Breaking down a "plastic" is going to be a very specific thing because it takes a LOT of energy to do so (plastics are really stable--that's why we use them).
In addition, if it's so evolutionarily advantageous to eat plastic, something would have evolved already. It's really not--plastic is very stable, and doesn't really give you anything useful when you break it down.
So, even if you created a plastic-eating grey goo, it will evolve to eat something that takes less energy very quickly.
Yup, no more fish nets or buoys, no oceanographic devices or tsunami detection sensors, fiberglass falling apart in small ships, antifoul paint falling from quills and tunnels, no seafarms, seapipes, small submarines, 30 minutes to load a web page located in Dublin because the submarine cable is damaged again...
This 'the last of us' chapter is practically writing itself.
Well, you need to figure out an economically viable method of producing these bacteria in the quantities necessary and the perform research on the impact that these bacteria will have on the environment…
Prediction: evolution will solve what humans are incapable of. That means species of fish evolving that specializes in eating plastic. Kinda makes sense. While plastic isn't bio-degradeable in the normal sense, perhaps the digestive system of a specialized fish will succeed. After all there is an abundance.
The evolutionary pressure to cause a mutated, plastic-eating fish to outcompete non-plastic-eating fish would suggest that there would be areas where plastic was more abundant that the other things (plankton, mostly) that fish normally feed on, i.e. other fish would be at a disadvantage because they couldn't process plastic. That's a pretty dire scenario for humans.
Not necessarily. A lot of the flora and fauna in the New World developed somewhat independently from that in the old one. So we might have these new species evolve in regions of the oceans where the plastic is more abundant.
That's an interesting prediction. From what I can remember from a previous HN article, there is a bacterial that already eats plastics. How long would such a evolutionary step take place, I wonder?
Let's be honest about the plastic in the oceans: It is not first world countries causing most of the problem. Ships do drop their trash in the ocean, that needs to stop, and we're all guilty to some degree, but if you want to stop the worst of the pollution you have to go to the Far East, Latin America, and Africa.
Actually that's not correct. The first world consumer society demands and consumes a lot of products - products made with plastic, packed in plastic, handed out in plastic bags, bottled in plastic, etc.

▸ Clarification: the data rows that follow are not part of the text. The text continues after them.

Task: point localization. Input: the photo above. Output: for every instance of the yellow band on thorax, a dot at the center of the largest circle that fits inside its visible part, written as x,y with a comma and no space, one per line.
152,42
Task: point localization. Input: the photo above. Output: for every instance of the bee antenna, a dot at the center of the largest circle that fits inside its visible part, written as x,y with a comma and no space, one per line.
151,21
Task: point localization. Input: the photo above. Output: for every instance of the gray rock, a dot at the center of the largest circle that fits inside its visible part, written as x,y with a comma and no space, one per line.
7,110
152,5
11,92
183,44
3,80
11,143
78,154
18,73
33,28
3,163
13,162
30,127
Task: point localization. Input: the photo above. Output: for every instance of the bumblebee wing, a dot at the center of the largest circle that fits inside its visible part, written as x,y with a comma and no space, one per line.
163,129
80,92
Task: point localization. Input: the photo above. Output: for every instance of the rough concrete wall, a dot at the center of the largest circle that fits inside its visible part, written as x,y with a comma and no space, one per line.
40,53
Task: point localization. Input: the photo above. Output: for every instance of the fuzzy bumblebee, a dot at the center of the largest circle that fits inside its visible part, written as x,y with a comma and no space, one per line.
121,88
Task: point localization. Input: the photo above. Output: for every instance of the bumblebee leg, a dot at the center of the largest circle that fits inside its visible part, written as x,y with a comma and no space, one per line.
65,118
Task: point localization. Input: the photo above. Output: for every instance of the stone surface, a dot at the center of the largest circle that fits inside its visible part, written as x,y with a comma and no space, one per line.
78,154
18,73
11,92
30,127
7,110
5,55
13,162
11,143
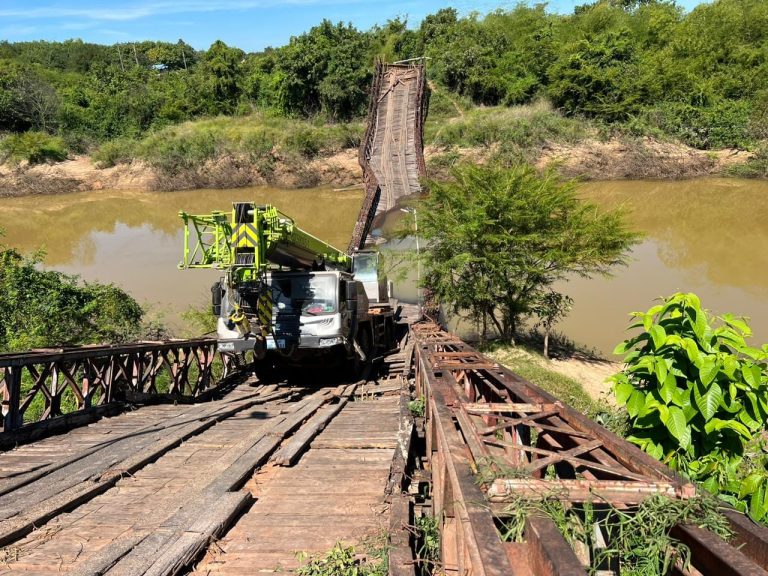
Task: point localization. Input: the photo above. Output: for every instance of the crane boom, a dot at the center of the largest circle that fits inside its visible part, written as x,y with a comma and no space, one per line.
252,240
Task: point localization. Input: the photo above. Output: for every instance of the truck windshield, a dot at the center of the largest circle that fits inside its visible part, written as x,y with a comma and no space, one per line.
312,295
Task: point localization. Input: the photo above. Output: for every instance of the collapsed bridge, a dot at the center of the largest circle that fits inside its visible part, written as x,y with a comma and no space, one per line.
173,458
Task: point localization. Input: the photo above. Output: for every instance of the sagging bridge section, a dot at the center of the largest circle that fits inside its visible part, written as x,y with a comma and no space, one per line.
170,458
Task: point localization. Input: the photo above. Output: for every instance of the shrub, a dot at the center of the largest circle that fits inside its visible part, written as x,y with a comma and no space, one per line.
755,167
722,125
33,147
304,140
696,395
114,152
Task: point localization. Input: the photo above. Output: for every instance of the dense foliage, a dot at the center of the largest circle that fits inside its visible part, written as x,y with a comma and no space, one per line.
41,308
700,76
498,239
697,398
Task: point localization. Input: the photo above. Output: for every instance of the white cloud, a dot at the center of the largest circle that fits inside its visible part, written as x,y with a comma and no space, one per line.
148,9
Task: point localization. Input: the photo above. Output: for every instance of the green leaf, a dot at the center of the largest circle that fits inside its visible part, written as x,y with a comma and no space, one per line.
692,350
757,504
623,391
661,370
708,370
709,402
635,403
737,323
718,424
621,348
711,485
659,336
752,375
677,425
667,390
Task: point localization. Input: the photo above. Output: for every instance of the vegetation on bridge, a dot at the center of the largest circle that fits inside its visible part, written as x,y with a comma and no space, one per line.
639,67
697,398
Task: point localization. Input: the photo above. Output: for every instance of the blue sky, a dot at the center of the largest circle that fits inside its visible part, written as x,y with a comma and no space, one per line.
247,24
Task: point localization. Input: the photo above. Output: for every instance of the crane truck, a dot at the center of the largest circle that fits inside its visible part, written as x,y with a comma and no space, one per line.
286,295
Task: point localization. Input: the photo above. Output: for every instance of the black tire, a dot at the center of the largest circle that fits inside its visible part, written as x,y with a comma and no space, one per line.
361,369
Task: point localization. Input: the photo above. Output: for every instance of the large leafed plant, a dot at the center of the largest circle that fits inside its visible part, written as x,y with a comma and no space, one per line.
697,397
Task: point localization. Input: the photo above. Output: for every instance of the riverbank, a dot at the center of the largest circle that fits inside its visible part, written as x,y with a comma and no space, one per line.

We buy, then toss (trash bin, recycle bin, or on the ground) the packaging and even old/broken bits we no longer need.
Certainly the developing world needs some education and behavior changes to limit their impact, but we have much responsibility ourselves.
And our trash/recycling is often shipped to their lands - then stored, dumped, or otherwise "recycled" poorly. Weather events or just poor planning allow some of that waste to end up in water systems.
I also see some parallels with CFCs --- another substance with some great properties, but which became so common and cheap that we started to use them too carelessly and caused a lot of environmental damage in the process. Hopefully, this time we'll collectively realise, and plastics won't get banned like that.